Der Mehrheit der jungen in ihren Heimatverein verliebten Dagestaner ist es vollkommen gleichgültig, ob Suleiman Karimow sein Geld aus tiefer Überzeugung in den Verein gesteckt hat oder letzterer ihm von oben aufgezwungen wurde. Für sie ist er ein großes Vorbild. Im Februar veröffentlichte die russische Ausgabe der Zeitschrift Forbes einen Artikel über den steinigen Lebensweg des Suleiman Karimow. Eines der Lokalblätter von Machatschkala druckte ihn ab. Nach Auffassung der Dagestaner ist Kerimow ein erfolgreicher Geschäftsmann, der in Russland reich wurde, während der Krise alles verlor, erneut bei Null anfangen musste und heute wieder in die Klasse der russischen Supermilliardäre aufgestiegen ist. Im Unterschied zu Roman Abramowitsch, dem Patron des FC Chelsea (mit dem Kerimow stets verglichen wird), hat der Präsident von Anschi Machatschkala zudem sein Geld in seiner Heimat gelassen.
Große Pläne
Vor Kerimow hatte Anschi nicht viel mehr als seine Spieler und einen Vereinsbus. Heute wird vor der Stadt das Stadion Chasar modernisiert, in ganz Dagestan sollen Vereinsgruppen für Kinder entstehen. Ein ambitioniertes Bauprojekt der Zukunft wird das Zentrum Anschi-City mit einem weiteren Hotel, Trainingsplätzen und einem neuen Stadion für über 40.000 Personen sein.
Über das Verhältnis der Spieler selbst zu Kerimow muss man nicht lange spekulieren.

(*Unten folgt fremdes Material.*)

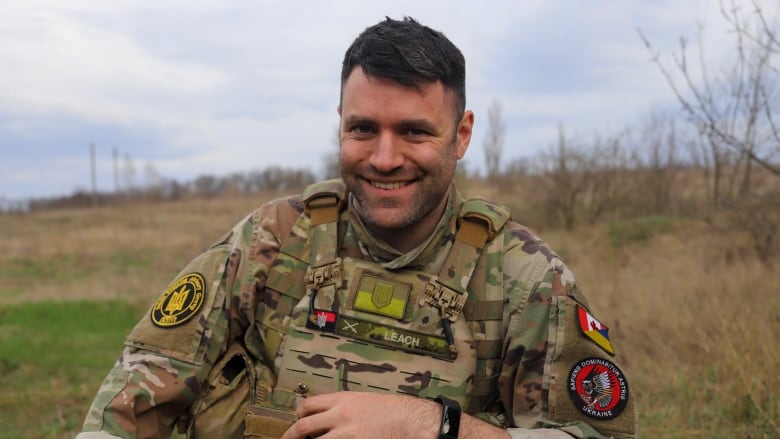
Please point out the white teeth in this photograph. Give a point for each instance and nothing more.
(387, 185)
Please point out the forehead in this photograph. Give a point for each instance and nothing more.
(365, 94)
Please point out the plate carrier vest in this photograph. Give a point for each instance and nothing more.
(358, 326)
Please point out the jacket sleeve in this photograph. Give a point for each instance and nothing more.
(549, 360)
(170, 353)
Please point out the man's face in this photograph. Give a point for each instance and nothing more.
(399, 150)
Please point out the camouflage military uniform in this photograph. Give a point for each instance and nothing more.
(228, 313)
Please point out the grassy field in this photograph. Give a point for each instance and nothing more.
(694, 316)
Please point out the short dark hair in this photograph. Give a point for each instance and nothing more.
(409, 53)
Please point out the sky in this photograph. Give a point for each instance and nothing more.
(195, 87)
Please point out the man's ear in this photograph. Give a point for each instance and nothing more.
(463, 133)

Nach den Worten des Spielers Machatsch Gadschijew erhöhte der neue Vereinspräsident die Gehälter der Spieler auf mindestens das Dreifache, stellte für Transfers sein Privatflugzeug zur Verfügung, zahlte die Unterbringung der Mannschaft in den teuersten Hotels der Welt, macht großzügige Geschenke und zeigt sich immer interessiert an Fragen, die das Team als Gruppe betreffen. Machatsch erwähnt einen sehr persönlichen Einsatz von Kerimow. Als dieser vor einigen Monaten erfuhr, dass Gadschijew gerade Vater wird, brachte er dessen Frau auf der besten Entbindungsstation Russlands unter und übernahm dafür alle Kosten. „Ein solches Verhältnis zu den Spielern besticht. Das ist ein große Seltenheit“, erklärt Gadschijew.
Aber das Leben geht einstweilen seinen gewohnten Gang: das neue Trainingslager ist noch nicht gebaut und die Fans sehen ihre Fußballgötter meist nur auf Plakaten.

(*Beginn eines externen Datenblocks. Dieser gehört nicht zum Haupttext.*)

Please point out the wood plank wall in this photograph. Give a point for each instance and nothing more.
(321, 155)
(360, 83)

Zu besichtigen gibt es auch noch das Vereinsgeschäft Anschi. „Die Leute schockt das natürlich: T-Shirts für 2100 Rubel“, erläutert der Manager des Geschäfts Eldar. Der Schrecken ist nicht unbegründet. Das Durchschnittseinkommen in der Region liegt beharrlich auf dem Niveau von 10.000 Rubel. Sich für ein Fünftel des Monatseinkommens schick zu machen, erlauben sich nur die wenigsten. Aber es gibt Alternativen: erschwingliche Halstücher, Mützen, Cappys.

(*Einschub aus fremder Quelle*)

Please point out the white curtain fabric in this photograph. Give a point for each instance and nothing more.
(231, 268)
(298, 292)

Eldar ist einer der wenigen, die dank Anschi Karriere gemacht haben. Nachdem Suleiman Kerimow in den Verein eingestiegen ist, bekam er seinen Job als Manager. Die Frage nach seinem Gehalt beantwortet Eldar: „Das Geld ist gut, aber nichts mehr“. Geld zu verdienen ist in Machatschkala in der Tat schwierig und jeder schaut, wie er durchkommt.
Dieser Beitrag erschien zuerst in der Zeitschrift Ogonjok.